Священник подошел к краю помоста, один миг смотрел вниз, на людей, а потом устремил взгляд куда-то вдаль. Речь его ничем не отличалась от остальных — уже сотни адептов стояли на этой платформе и произносили, как им казалось, революционные слова. Порой это сопровождалось таким пылким напором, что люди стояли, разинув рты. Мне кажется… те люди были хорошими псиотами. Я же всегда был против подобного насилия над разумом — слова вжигаются в сознание и вывести эти ожоги уже практически невозможно. Этот псиотическими способностями не обладал, а потому речь была скучной и вялой. Он был миссионером, то есть, его самого когда-то подвергли промывке мозгов. Такие люди ни на что не способны… Мне их жаль. Но все же что-то… что-то, если вглядеться и вслушаться, в нем было. То ли внутренний запал, то ли актерский талант… Священник говорил о неотвратимости наказания, о том, что дети ложных пророков уже сейчас пируют на костях мертвых, что все будут гореть в вечном пламени…
— Посмотрите вокруг! — кричал он. — Вот они, те, кто пожрет ваши же души! Да, вы считаете их своими друзьями, своими женами и, может быть, даже детьми. У детей зла нет родителей среди людей, их род — ложь! Вглядитесь в лица! Посмотрите в глаза! Разве не видите вы холода, колышущегося там? Я заметил, как — может быть, помимо воли — люди стали коситься друг на друга.
— Эй, старик, — крикнул кто-то в ответ, — за ложное обвинение тебе вырвут язык. И тогда ты уже не сможешь поносить честный народ.
— Это не обвинения, это правда. Мне некого обвинять. Я лишь знаю, что это правда… Вот, ты, — он ткнул пальцем куда-то в толпу, разве не помышляешь ты, как половчее добыть кошелек этого господина из его кармана? Разве не протянул ты уже руку и не нащупал тугую кожу, под которой деньги?

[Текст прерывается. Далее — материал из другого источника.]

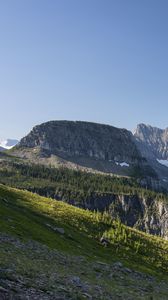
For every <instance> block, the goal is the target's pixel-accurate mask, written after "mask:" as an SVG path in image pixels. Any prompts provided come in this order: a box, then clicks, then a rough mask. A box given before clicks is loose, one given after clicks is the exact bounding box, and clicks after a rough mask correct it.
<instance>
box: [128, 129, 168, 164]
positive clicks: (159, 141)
mask: <svg viewBox="0 0 168 300" xmlns="http://www.w3.org/2000/svg"><path fill="white" fill-rule="evenodd" d="M134 136H135V138H136V140H137V142H139V144H140V147H141V151H142V152H143V154H144V156H146V157H149V158H152V159H154V158H157V159H165V160H167V159H168V128H166V129H165V130H163V129H160V128H156V127H152V126H149V125H145V124H139V125H138V126H137V129H136V131H135V133H134Z"/></svg>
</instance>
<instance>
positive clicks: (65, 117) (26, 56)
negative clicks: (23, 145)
mask: <svg viewBox="0 0 168 300" xmlns="http://www.w3.org/2000/svg"><path fill="white" fill-rule="evenodd" d="M167 114H168V1H167V0H157V1H156V0H2V1H0V136H4V137H11V138H14V137H16V138H20V137H22V136H23V135H25V134H27V133H28V132H29V130H30V129H31V128H32V126H34V125H36V124H39V123H41V122H45V121H48V120H54V119H55V120H59V119H68V120H87V121H94V122H101V123H107V124H111V125H114V126H117V127H125V128H128V129H133V128H135V127H136V124H137V123H141V122H144V123H147V124H151V125H155V126H158V127H161V128H165V127H168V117H167Z"/></svg>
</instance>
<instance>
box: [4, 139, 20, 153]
mask: <svg viewBox="0 0 168 300" xmlns="http://www.w3.org/2000/svg"><path fill="white" fill-rule="evenodd" d="M18 142H19V141H18V140H16V139H6V140H0V151H4V150H6V149H11V148H12V147H14V146H15V145H16V144H17V143H18Z"/></svg>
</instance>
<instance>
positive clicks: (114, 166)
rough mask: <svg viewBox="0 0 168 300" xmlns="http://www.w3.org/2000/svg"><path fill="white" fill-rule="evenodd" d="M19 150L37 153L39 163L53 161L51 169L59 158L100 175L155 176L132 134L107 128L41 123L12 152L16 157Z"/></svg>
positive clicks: (77, 122)
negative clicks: (102, 174)
mask: <svg viewBox="0 0 168 300" xmlns="http://www.w3.org/2000/svg"><path fill="white" fill-rule="evenodd" d="M21 149H22V150H23V149H32V152H33V151H34V152H33V155H34V153H37V152H36V149H38V153H40V156H41V161H42V160H43V161H44V160H47V158H52V164H53V165H54V158H55V157H56V159H55V160H56V162H58V159H57V158H59V159H62V160H64V161H68V162H71V163H72V164H76V165H78V166H83V167H86V168H91V169H93V170H97V171H101V172H107V173H114V174H118V175H128V176H130V175H134V174H136V175H137V177H138V176H139V174H140V176H142V177H143V176H144V175H145V176H154V177H155V175H156V174H154V172H153V170H152V169H151V168H150V167H149V165H148V164H147V162H146V159H144V158H143V157H142V155H141V153H140V151H139V150H138V148H137V146H136V143H135V140H134V137H133V135H132V133H131V132H130V131H128V130H126V129H119V128H115V127H113V126H109V125H102V124H96V123H90V122H80V121H77V122H72V121H51V122H47V123H43V124H41V125H38V126H35V127H34V128H33V129H32V131H31V132H30V133H29V134H28V135H27V136H26V137H24V138H23V139H22V140H21V141H20V143H19V144H18V146H17V147H15V149H14V151H17V155H19V154H18V153H19V151H21ZM25 153H26V152H25V151H24V155H25ZM22 155H23V152H22ZM28 156H29V158H30V156H31V154H30V152H29V154H28ZM36 156H37V155H36ZM38 157H39V155H38ZM38 157H37V159H38ZM50 161H51V160H50ZM151 174H152V175H151Z"/></svg>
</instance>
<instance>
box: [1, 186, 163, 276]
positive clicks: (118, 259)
mask: <svg viewBox="0 0 168 300" xmlns="http://www.w3.org/2000/svg"><path fill="white" fill-rule="evenodd" d="M58 227H59V228H63V229H64V231H65V233H64V234H60V233H59V232H58V231H57V229H56V230H55V228H58ZM0 232H2V233H7V234H10V235H13V236H16V237H19V238H20V239H21V240H23V241H26V240H34V241H37V242H40V243H41V244H43V245H46V246H48V247H49V248H51V249H56V250H58V251H61V252H64V253H67V254H70V255H80V256H81V255H82V256H85V257H86V258H87V259H88V260H90V261H97V260H100V261H104V262H108V263H112V262H114V261H121V262H122V263H124V265H125V266H127V267H130V268H133V269H136V270H139V271H143V272H146V273H150V274H154V275H157V276H160V277H165V278H166V277H167V275H168V242H167V241H165V240H163V239H161V238H159V237H154V236H151V235H148V234H145V233H142V232H139V231H137V230H135V229H131V228H129V227H126V226H124V225H122V224H121V223H120V222H119V221H113V220H111V218H109V216H108V214H106V213H104V214H100V213H97V212H90V211H86V210H82V209H80V208H77V207H73V206H71V205H68V204H66V203H63V202H61V201H56V200H52V199H49V198H44V197H40V196H38V195H36V194H33V193H31V192H27V191H20V190H17V189H14V188H9V187H6V186H4V185H0ZM102 235H104V236H107V237H108V239H109V240H110V245H109V246H108V247H107V248H104V247H102V245H100V243H99V239H100V237H101V236H102Z"/></svg>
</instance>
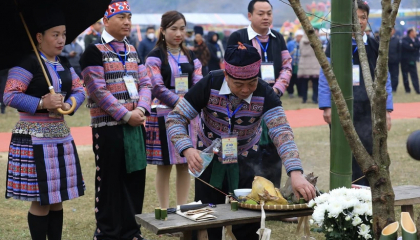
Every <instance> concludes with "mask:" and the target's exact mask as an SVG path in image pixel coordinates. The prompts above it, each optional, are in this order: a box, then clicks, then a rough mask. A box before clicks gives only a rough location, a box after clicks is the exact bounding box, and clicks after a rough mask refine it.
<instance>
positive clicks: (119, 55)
mask: <svg viewBox="0 0 420 240" xmlns="http://www.w3.org/2000/svg"><path fill="white" fill-rule="evenodd" d="M109 46H111V48H112V50H114V52H115V53H116V54H117V56H118V58H119V59H120V61H121V62H122V64H123V66H124V72H125V75H127V67H126V65H125V62H126V61H127V46H126V44H125V43H124V59H123V58H122V57H121V56H120V54H118V53H117V51H116V50H115V48H114V47H113V46H112V44H111V43H109Z"/></svg>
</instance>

Послышался крик, над головами взлетела кисть, в которой действительно был кошелек. Этот человек будто бы поднял руку по своей воле, но я видел его лицо — его исказила боль. В следующую секунду вора повалили на мостовую и принялись бить ногами, сильно и жестоко, до крови, до смерти…
— Вот ты, — продолжал священник, указывая еще на кого-то, разве не ждешь вечера, чтобы тайком прокрасться в дом господина Лебурье? Разве не возжелал ты его жену?
Госпожа Лебурье, я знал ее как знатную даму и жену представительного купца, залилась краской, глаза ее расширились, грозя выскочить из орбит. Женщины… Природа не наделила вас способностью скрывать и теперь пострадает человек. Сам Лебурье взревел от гнева и бросился на отмеченного перстом священника.
— А разве ты, ты не убавлял нолей из счетов, разве не опустошал казны ради своего блага?
Люди застыли в изумлении — священник указывал на мэра Норвейля. Тяжелый вздох поднялся над площадью… и стражники, сорвавшись с мест, рванулись на помост. Священника столкнули вниз. Несколько ударов мечом — и все… Люди вскоре забыли о мэре и о избитых до полусмерти горожанах. Они утонули в собственных проблемах, как о священнике неизвестной веры вспоминали как «еще об одном». Его тело завернули в холстину, вывезли за ворота и бросили в реку. Даже не удосужившись похоронить.
* * *
У этих холмов сотня имен. И Костяными называли их, и Черными угодьями — в общем, сколько раз люди ни проходили по узкой тропинке, вьющейся меж каменистыми холмами, сколько раз ни смотрели на груды расколотых черепов, которые даже земля не хотела принимать, столько и различных имен давали.